The *Mid-Atlantic Narrow Gauge Guild *held it's 26th Annual Module Meet at the Kimberton Fair Grounds in Kimberton, Chester County, Pennsylvania, this last weekend. The meet is restricted exclusively to modular layouts of narrow gauge railroads in any scale. 










The large-scale community was represented by the _Warrior Run Locomotive Works_ Fn3 layout built and owned by its proprietor, *Clem O'Jevich*. Operations were conducted by his many friends and associates (many of them familiar to MLS) including *yours truly*.










By Friday evening, everything was set up and ready to run. And run we did, well into the night.




















Large-scale track- and battery-powered, as well as live-steam, equipment were run at various times throughout the event.
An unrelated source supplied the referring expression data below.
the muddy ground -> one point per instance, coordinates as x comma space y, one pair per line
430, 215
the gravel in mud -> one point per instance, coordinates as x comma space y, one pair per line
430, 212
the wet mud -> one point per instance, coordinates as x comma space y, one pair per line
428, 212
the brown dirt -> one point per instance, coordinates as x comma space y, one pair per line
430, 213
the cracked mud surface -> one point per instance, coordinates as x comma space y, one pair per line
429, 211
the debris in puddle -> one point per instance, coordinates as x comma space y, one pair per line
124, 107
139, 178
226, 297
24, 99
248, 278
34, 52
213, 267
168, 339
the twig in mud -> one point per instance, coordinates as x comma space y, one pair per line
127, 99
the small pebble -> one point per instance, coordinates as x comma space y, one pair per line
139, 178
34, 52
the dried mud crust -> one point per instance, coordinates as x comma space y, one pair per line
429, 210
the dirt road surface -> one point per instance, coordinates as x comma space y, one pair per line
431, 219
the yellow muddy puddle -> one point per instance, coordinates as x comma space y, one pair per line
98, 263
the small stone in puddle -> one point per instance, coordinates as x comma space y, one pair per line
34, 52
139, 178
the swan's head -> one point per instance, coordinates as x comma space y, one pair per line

Here's *Roger Cutter* (of _RGS East_ fame) pulling a coal drag out of the yard Saturday afternoon with his "Green Monster" - the factory prototype for *Rich Yoder*'s EBT mikado #14, mistakenly painted green in China. That's *Bob Hardesty*'s Bachmann "Connie," which is undergoing reconstruction, mounted on a flatcar on the siding, awaiting transport to the shops.
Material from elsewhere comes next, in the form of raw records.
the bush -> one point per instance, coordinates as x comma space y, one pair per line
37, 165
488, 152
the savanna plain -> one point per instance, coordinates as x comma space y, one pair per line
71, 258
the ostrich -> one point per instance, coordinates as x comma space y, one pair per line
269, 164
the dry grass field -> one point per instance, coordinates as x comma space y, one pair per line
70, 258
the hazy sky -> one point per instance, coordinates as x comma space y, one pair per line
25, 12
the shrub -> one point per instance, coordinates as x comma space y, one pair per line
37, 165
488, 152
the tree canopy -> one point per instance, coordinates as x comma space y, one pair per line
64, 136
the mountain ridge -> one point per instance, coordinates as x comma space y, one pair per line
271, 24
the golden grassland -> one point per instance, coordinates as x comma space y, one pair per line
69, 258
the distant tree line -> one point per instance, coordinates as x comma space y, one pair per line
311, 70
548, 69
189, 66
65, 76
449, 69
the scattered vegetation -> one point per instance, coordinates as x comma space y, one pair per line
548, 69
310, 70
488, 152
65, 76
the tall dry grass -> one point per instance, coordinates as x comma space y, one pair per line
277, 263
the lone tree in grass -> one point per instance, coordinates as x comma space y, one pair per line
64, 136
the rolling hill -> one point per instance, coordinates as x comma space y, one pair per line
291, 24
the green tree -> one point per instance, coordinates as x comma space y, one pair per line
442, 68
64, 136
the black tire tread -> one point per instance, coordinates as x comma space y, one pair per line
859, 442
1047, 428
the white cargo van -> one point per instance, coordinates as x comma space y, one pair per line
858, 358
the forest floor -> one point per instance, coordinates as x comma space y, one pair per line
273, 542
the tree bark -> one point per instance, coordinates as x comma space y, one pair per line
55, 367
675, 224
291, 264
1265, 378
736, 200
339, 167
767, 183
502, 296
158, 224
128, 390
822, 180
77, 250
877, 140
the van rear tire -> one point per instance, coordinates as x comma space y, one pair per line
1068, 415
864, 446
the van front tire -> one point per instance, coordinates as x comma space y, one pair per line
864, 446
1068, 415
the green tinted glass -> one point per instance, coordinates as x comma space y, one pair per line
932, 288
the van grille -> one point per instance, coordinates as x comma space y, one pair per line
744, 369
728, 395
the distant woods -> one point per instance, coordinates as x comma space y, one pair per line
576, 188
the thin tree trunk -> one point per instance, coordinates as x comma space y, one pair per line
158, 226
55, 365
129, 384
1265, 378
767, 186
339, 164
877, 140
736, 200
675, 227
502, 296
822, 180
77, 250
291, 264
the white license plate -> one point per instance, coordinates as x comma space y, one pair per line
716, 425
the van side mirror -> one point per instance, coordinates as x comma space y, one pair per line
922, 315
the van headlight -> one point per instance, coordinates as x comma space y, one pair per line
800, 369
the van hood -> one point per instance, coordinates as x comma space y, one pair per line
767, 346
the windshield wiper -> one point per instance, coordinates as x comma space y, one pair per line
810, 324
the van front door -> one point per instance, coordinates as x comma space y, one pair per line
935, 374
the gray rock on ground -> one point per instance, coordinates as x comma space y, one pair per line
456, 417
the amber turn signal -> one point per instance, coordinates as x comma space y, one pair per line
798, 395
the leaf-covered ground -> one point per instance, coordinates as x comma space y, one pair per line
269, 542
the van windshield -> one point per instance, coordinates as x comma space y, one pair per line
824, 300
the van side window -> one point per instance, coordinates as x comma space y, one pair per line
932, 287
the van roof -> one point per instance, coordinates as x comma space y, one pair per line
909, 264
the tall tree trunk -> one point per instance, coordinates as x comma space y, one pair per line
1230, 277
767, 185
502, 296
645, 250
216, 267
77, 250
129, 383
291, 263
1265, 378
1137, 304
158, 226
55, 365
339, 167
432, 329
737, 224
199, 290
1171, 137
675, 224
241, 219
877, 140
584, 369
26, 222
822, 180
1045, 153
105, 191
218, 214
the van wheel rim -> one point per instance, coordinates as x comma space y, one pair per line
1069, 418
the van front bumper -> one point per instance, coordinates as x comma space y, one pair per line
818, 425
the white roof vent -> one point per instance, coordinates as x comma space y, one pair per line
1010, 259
Here's my Bachmann Mogul bash, "Ol' No. 12," with a tanker consist running past Clem's "store."










A close-up.


The* Mid-Atlantic Narrow Gauge Guild* is a loose knit group of narrow gauge enthusiasts who reside mostly in the mid-Atlantic states from Connecticut in the north to the Carolinas in the south. (Although, there was a group from Canada at the meet, with a beautiful On3 modular layout.) Their interests are varied. Many are modelers who build in Nn3, HOn3, Sn3, On3, On30, and Fn3 scales. Others are just interested in preserving the narrow gauge railroads that still exist in the United States. 
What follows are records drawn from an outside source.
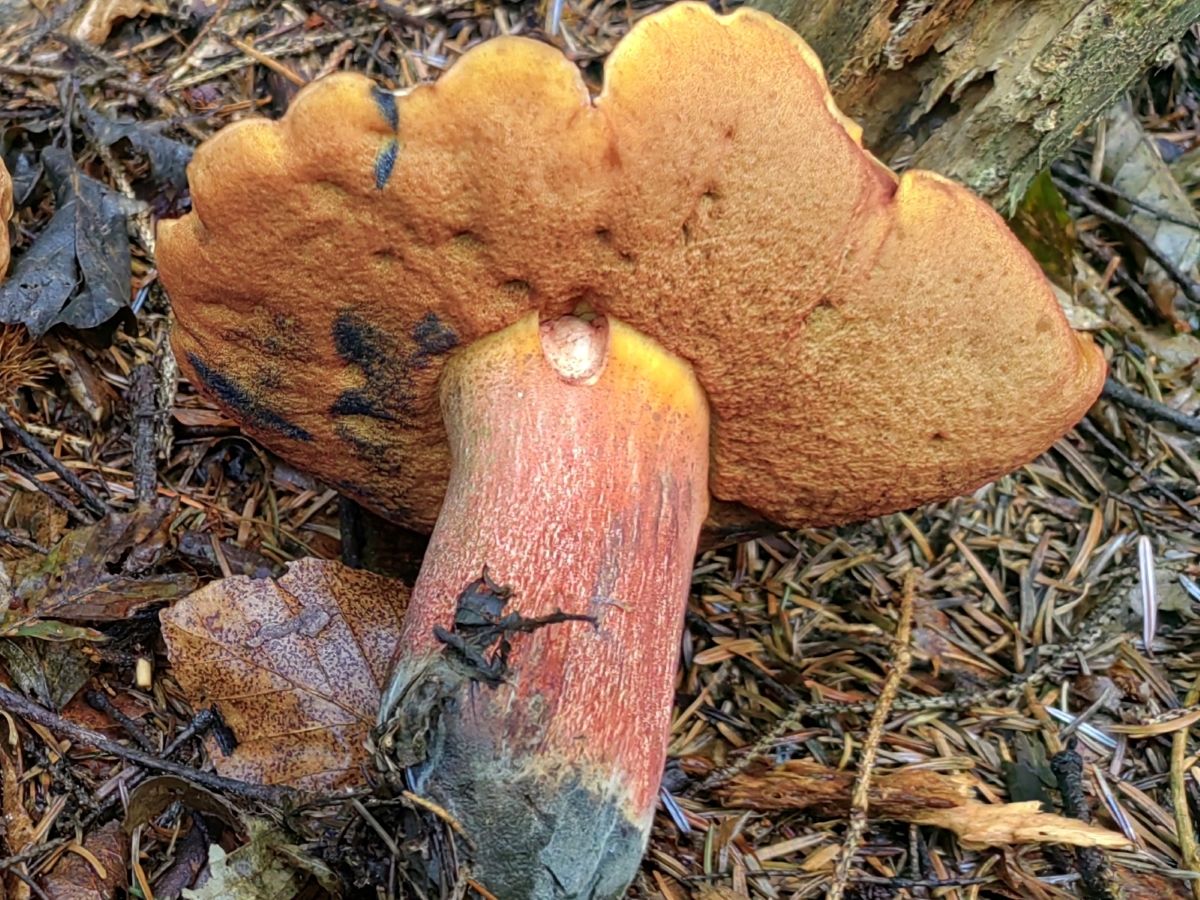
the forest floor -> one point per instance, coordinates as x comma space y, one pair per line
1042, 634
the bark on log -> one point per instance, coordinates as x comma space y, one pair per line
984, 91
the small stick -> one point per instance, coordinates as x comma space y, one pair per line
35, 447
1096, 876
1157, 211
1186, 285
859, 799
1183, 827
1126, 460
142, 396
100, 701
1132, 399
16, 540
27, 709
57, 497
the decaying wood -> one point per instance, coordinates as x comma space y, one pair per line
918, 796
984, 91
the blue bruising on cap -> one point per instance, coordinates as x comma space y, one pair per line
387, 103
385, 161
244, 402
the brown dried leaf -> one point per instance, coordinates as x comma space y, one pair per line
94, 871
295, 665
19, 829
987, 825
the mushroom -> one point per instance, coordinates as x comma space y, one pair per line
564, 327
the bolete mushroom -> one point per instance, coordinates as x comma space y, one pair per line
558, 325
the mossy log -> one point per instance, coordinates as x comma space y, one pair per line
985, 91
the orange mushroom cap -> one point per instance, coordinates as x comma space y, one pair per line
867, 342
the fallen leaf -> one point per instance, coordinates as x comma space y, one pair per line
101, 573
83, 379
295, 666
150, 798
51, 672
1044, 226
256, 871
916, 796
1134, 166
93, 871
77, 271
202, 418
168, 159
96, 19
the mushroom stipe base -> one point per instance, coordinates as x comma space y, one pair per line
580, 481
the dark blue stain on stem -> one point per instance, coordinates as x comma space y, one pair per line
244, 403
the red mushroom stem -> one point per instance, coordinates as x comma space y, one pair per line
580, 480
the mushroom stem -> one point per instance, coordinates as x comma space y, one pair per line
580, 480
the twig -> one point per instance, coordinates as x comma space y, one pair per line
27, 709
1122, 274
1126, 460
35, 447
1183, 827
1089, 636
1157, 211
1096, 875
16, 540
1097, 209
100, 702
264, 59
1132, 399
57, 497
142, 399
859, 799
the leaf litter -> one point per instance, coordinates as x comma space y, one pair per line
1030, 625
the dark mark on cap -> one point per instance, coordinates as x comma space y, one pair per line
385, 161
244, 403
They collect photographs, movies or videos that were taken of narrow gauge railroads when they were still active or are now tourist railroads. Favorite railroads are the _East Broad Top_, the _Colorado & Southern_, the _Rio Grande Southern_, the _Durango & Silverton_, and the _Sandy River & Rangeley Lakes_, and, of couse, the _Denver & Rio Grande Western_. Plenty of free-lance and fanciful lines, like my _Dulles & Reston Garden Weeds_ (that other _D&RGW_) are represented, as well. They also trace the history of logging railroads like the _West Side Lumber Company _or the _McKelvey Brothers_ on the _E.B.T._ If it's narrow gauge, scale or real, someone in the group has information about it.


----------



## Bunker (Feb 7, 2009)

This was a fun event, friendly folks. I learned alot and was convinced to install all battery power in my equipment.


----------